Materials and methods
In this retrospective analysis, 2450 thyroid ultrasound images with 3250 nodules were acquired from 1037 patients from 2018 to 2020 at a single institution. Our proposed automated method has four main steps: preprocessing and image augmentation, nodule detection, nodule classification on the basis of ACR-TIRADS, and risk-level stratification and treatment management.
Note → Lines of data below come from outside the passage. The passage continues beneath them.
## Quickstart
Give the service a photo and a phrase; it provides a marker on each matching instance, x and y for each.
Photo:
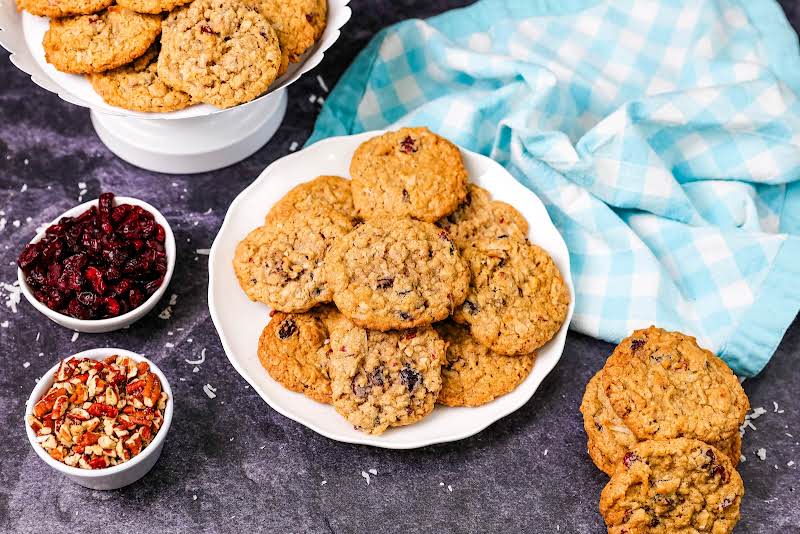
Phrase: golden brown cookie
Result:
(99, 42)
(663, 385)
(609, 438)
(474, 375)
(389, 274)
(62, 8)
(408, 173)
(136, 86)
(323, 192)
(385, 379)
(294, 349)
(299, 23)
(478, 217)
(281, 263)
(222, 53)
(676, 486)
(517, 299)
(152, 6)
We trained different state-of-the-art pretrained convolutional neural networks (CNNs) to choose the best architecture in the detection and classification stage. We compared the performance of our method with that of three experienced radiologists.
Results
The comparison results show that the Faster R-CNN ResNet-101 has better performance in the detection stage and that the fine-tuned Xception model achieves 0.98 % accuracy, 0.99 % AUC, 0.967 % precision, and 0.912 % recall when it is selected as the backbone of the classification stage. The results demonstrated that the performance of our algorithm was better than that of the three radiologists, with a mean kappa value of 0.85 % for the five ACR-TIRADS categories compared with the gold standard.
Conclusions
This study, in addition to generating a valuable database of thyroid US images, demonstrates that our method can effectively improve the performance of thyroid nodule assessment and can assist radiologists as an adjunctive clinical tool to improve efficiency, reliability, and diagnostic performance in clinical practice.